At a press conference announcing a 140% jump in net profits last year to 2.05 billion guilders ($1.24 billion) from 856 million guilders ($519 million), Philips’ executive VP Dudley Eustace said the Centurion program begun in 1990 had succeeded in “cleaning house.”

The priority for the scaled-back company, now profitable in almost all its territories, was “to batten down the hatches and successfully manage growth…. We will proceed with caution, but without losing that flair and dynamism that’s required for marketing.”

Eustace praised the record net profits of Philips’ film and music division, Polygram, and predicted software would become “an increasingly important revenue stream” for the company. “Hardware margins are really not enough to grow as a company,” he said.

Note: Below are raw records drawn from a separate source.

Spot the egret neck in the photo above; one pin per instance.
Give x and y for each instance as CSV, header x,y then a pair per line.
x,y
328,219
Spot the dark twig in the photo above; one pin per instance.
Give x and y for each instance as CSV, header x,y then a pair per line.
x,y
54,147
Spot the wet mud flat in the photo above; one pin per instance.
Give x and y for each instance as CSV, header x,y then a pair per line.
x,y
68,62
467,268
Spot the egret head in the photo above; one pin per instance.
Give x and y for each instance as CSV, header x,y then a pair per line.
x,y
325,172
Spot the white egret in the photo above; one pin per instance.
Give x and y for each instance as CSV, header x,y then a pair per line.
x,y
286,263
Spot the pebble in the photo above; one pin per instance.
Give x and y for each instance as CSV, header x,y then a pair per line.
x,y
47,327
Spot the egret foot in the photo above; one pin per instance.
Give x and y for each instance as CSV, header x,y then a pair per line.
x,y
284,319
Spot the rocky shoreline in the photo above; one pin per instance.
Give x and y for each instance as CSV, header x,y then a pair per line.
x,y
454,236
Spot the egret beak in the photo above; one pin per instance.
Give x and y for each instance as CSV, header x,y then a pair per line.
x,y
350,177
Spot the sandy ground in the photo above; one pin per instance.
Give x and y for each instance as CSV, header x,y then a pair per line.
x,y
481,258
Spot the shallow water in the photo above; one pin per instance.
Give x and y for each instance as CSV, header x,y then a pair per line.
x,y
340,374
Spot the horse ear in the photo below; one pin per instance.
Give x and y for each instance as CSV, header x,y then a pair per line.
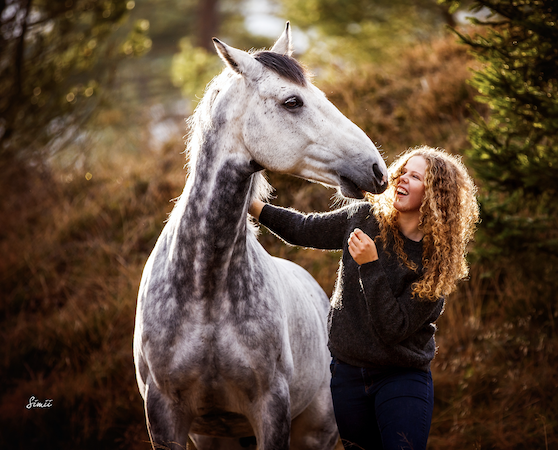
x,y
284,44
239,61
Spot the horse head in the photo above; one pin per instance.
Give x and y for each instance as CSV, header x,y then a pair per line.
x,y
282,122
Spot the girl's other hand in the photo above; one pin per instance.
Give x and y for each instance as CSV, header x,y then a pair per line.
x,y
361,247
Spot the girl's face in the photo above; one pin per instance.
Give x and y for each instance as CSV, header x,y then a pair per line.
x,y
410,185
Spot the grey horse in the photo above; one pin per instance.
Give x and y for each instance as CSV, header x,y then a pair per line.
x,y
230,344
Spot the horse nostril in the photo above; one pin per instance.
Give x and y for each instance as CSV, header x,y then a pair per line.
x,y
377,172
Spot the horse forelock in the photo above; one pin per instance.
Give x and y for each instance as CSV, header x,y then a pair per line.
x,y
284,66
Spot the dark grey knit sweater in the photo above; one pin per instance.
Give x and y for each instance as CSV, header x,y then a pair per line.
x,y
374,321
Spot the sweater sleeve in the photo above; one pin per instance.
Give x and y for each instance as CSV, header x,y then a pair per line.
x,y
394,318
324,231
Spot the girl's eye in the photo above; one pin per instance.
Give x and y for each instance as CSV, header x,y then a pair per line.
x,y
293,103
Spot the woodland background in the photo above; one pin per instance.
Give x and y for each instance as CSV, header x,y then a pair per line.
x,y
93,96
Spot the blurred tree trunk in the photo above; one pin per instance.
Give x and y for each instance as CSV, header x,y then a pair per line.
x,y
208,23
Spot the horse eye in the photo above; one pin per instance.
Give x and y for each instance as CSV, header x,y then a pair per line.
x,y
293,103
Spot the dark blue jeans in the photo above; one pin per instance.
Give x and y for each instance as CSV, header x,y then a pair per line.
x,y
382,410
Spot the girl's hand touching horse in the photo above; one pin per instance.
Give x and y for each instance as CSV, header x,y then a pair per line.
x,y
361,247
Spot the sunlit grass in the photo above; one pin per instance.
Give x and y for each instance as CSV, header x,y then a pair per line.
x,y
73,247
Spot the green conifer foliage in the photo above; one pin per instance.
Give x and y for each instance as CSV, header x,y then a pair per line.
x,y
514,151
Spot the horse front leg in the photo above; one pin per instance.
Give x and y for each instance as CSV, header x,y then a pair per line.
x,y
315,428
167,427
271,419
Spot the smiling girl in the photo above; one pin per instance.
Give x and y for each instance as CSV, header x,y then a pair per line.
x,y
403,252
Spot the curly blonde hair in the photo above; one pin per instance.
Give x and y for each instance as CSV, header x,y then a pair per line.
x,y
448,217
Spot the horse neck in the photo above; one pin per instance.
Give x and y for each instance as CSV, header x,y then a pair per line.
x,y
210,227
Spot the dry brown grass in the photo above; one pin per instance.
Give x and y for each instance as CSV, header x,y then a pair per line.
x,y
73,251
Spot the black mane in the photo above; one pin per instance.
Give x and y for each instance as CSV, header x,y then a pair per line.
x,y
284,66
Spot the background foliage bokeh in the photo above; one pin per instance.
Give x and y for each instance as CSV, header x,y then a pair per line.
x,y
92,107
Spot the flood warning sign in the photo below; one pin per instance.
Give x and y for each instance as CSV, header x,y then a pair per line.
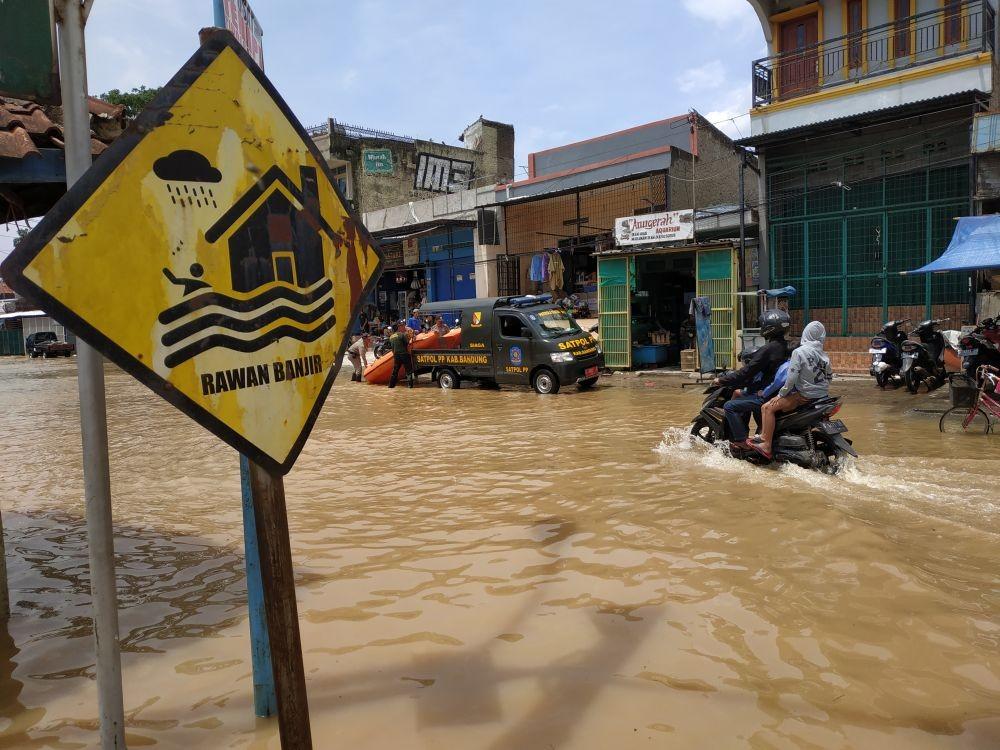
x,y
210,255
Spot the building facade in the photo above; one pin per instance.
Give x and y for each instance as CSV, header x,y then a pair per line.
x,y
377,170
861,121
574,193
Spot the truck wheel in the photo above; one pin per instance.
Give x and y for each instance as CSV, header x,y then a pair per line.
x,y
449,380
545,382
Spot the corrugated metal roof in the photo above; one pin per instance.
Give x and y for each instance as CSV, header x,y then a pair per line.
x,y
870,117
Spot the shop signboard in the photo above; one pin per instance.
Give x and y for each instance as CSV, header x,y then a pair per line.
x,y
377,161
392,256
411,252
668,226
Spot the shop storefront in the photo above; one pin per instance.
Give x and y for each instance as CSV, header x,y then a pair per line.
x,y
645,295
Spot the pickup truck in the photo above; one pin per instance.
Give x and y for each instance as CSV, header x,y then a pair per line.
x,y
47,344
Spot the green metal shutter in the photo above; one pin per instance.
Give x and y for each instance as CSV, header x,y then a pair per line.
x,y
614,303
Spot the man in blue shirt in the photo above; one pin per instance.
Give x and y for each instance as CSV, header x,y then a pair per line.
x,y
739,409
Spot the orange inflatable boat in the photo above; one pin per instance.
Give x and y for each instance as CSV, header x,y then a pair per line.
x,y
379,371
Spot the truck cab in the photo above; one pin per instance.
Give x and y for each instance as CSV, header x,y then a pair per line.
x,y
514,341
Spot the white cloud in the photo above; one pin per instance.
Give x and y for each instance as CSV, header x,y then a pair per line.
x,y
719,12
711,75
732,115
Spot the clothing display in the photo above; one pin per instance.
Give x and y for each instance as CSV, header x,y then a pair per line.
x,y
539,269
556,270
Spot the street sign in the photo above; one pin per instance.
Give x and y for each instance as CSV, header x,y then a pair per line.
x,y
208,253
29,68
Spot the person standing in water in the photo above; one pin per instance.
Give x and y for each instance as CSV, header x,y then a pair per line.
x,y
809,376
357,353
400,343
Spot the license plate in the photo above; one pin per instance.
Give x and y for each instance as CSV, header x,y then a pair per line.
x,y
833,426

Eustace said much of Polygram’s success can be attributed to Philips’ belief in a “hands-off” management policy. “The management style within a software company is totally different to that of hardware. The only real interface with them is at the highest level,” he said.

Philips president Jan Timmer, who denied rumors that he is considering resigning during the next year, said that in 1994, “Virtually all divisions recorded growth in sales and improvement in income despite continuing downward price pressures and a slow recovery of the European economies.”

After a period of losses, the 1994 results “confirm Philips is once again a profitable company,” Timmer said.